By GREGORY ZELLER //
A leading Long Island utility provider has backed multiple United Way efforts to keep regional families safe and warm this winter.
In January, the National Grid Foundation – the 34-year-old charitable arm of the British multinational utility company – gifted $250,000 in support of two United Way of Long Island programs: Project Warmth, a financial safety net for energy-insecure individuals and families, and Safe at Home for Seniors, designed to assist older populations cut off from their regular resources.
The programs are “critical to helping neighbors who are experienced financial difficulties and/or isolation due to job issues, mandates and limited resources,” according to a statement from the Deer Park-based United Way of Long Island.

Theresa Regnante: Committed partner.
Referencing the lingering effects of the COVID pandemic, National Grid Foundation Executive Director Ed White noted the joint donation was made during an “especially difficult” time for many Long Islanders.
“We are witnessing families asking for help for the first time,” White said. “It’s comforting to know Project Warmth is available to Long Islanders, helping to provide the stability needed to overcome temporary economic challenges.”
Project Warmth is a is a fuel-neutral program designed specifically for energy-insecure consumers – including seniors, veterans, persons with disabilities and families with young children – who don’t qualify for government assistance.
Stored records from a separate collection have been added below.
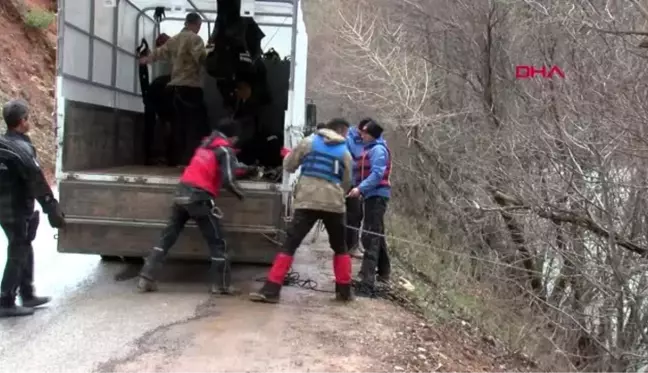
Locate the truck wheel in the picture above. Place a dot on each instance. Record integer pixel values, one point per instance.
(110, 258)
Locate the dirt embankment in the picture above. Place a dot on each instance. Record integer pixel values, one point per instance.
(27, 70)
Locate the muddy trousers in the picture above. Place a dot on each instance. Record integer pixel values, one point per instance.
(210, 227)
(354, 221)
(189, 124)
(19, 270)
(376, 256)
(302, 223)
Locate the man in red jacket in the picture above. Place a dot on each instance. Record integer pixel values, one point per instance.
(213, 165)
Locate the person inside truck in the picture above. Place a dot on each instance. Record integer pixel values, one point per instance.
(325, 177)
(186, 53)
(212, 166)
(21, 182)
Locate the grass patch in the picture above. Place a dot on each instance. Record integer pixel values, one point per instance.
(445, 289)
(40, 19)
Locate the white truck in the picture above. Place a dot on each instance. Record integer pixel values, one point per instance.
(115, 205)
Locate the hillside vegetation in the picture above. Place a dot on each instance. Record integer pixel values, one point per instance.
(520, 205)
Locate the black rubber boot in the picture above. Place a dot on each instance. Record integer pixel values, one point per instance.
(220, 275)
(364, 290)
(29, 298)
(34, 301)
(343, 292)
(147, 281)
(269, 293)
(384, 279)
(8, 307)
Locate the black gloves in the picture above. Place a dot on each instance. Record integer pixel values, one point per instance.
(55, 215)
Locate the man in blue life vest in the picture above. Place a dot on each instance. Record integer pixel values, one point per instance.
(354, 204)
(320, 194)
(213, 165)
(372, 178)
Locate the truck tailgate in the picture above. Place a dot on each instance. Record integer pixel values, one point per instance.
(125, 219)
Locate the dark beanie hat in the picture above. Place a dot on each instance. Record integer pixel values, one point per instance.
(374, 129)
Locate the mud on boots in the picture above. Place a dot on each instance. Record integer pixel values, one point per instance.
(148, 275)
(326, 172)
(212, 166)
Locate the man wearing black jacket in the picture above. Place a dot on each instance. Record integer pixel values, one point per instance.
(21, 182)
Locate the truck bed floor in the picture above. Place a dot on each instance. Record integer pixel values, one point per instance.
(136, 170)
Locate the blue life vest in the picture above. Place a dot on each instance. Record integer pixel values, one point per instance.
(325, 161)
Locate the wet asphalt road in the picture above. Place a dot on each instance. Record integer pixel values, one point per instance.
(94, 319)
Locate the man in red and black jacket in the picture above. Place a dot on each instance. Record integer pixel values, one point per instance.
(213, 165)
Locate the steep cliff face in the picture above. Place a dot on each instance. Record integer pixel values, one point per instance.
(27, 66)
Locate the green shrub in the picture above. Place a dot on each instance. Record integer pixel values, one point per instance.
(39, 18)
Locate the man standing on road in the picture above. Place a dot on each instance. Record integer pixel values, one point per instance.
(213, 164)
(354, 204)
(325, 177)
(21, 182)
(374, 168)
(186, 52)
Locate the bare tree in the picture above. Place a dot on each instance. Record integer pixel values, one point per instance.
(541, 183)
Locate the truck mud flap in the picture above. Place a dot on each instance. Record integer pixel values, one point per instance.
(120, 219)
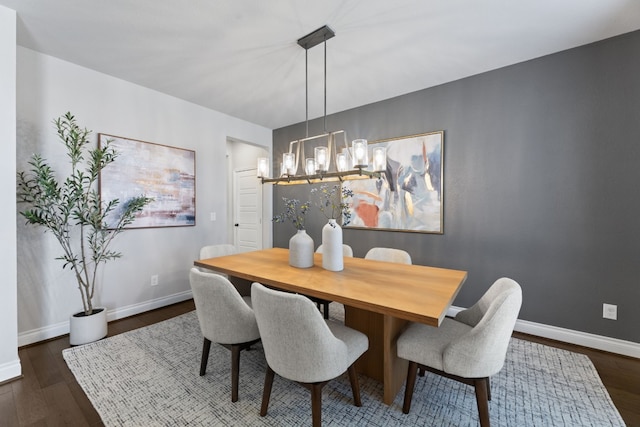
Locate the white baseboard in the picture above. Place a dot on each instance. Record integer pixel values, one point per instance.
(62, 328)
(613, 345)
(10, 370)
(598, 342)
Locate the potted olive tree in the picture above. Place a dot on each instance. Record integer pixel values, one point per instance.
(70, 209)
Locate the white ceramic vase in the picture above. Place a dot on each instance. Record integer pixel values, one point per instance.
(332, 254)
(301, 250)
(85, 329)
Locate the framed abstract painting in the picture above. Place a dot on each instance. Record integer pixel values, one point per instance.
(408, 196)
(167, 174)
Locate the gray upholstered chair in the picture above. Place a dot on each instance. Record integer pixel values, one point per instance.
(225, 318)
(389, 254)
(301, 346)
(320, 302)
(470, 348)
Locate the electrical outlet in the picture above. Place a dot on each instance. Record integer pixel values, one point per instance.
(610, 311)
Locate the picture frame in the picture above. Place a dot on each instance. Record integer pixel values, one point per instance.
(162, 172)
(408, 196)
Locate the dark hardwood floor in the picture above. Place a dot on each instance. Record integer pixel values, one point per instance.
(48, 394)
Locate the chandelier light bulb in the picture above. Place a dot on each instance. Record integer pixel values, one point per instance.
(289, 163)
(379, 159)
(321, 159)
(360, 153)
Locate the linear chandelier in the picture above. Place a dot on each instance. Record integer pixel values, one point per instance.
(352, 162)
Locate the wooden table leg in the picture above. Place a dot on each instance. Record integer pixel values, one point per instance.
(395, 369)
(381, 361)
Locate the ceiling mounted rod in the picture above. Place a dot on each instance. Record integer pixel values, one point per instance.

The idea is to provide help with an individual oil delivery or heat-related utility bill, creating room in tight budgets for food and medication.
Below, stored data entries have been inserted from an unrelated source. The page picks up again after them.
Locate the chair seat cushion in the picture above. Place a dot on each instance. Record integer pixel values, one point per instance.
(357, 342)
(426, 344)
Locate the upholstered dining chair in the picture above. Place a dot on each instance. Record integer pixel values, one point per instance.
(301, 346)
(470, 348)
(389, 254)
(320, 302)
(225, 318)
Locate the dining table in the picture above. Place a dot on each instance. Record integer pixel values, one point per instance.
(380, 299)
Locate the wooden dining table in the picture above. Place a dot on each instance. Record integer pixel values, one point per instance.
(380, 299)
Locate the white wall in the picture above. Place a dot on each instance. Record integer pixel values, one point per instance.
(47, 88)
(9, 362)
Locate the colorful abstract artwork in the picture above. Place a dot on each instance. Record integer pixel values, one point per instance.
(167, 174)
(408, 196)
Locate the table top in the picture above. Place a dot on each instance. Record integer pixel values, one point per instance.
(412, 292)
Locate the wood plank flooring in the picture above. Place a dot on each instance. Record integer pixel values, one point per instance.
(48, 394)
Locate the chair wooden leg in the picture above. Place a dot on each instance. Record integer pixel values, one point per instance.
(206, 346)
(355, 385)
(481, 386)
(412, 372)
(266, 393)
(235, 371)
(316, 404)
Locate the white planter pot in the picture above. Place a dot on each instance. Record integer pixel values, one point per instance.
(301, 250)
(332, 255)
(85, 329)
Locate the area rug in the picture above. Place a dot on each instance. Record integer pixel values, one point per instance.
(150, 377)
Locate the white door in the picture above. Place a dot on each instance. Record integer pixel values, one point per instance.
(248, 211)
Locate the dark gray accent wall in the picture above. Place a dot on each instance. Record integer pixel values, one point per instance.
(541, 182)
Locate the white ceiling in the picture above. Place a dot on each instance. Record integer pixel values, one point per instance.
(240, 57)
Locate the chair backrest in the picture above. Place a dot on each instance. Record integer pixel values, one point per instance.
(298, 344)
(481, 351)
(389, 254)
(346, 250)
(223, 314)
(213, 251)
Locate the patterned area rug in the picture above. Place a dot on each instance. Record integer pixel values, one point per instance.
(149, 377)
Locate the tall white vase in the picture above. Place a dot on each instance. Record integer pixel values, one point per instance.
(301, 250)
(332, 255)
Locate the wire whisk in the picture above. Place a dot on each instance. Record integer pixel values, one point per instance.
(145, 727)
Through the Safe at Home for Seniors effort, United Way of Long Island is partnering with a network of regional social agencies to connect isolated Long Island seniors with “bilingual community navigators” who can help with everyday tasks – grocery shopping and picking up prescriptions, for instance – while ensuring proper in-home safety protocols and providing other well-care services.
United Way of Long Island President and CEO Theresa Regnante called the National Grid Foundation, which has supported Project Warmth in the past, “a stellar philanthropic organization.”
“National Grid Foundation’s commitment to United Way’s mission is evident through their longstanding support for Project Warmth,” Regnante said in a statement. “Now it is even more apparent through their action in support of addressing serious challenges facing our region’s most vulnerable population: seniors.”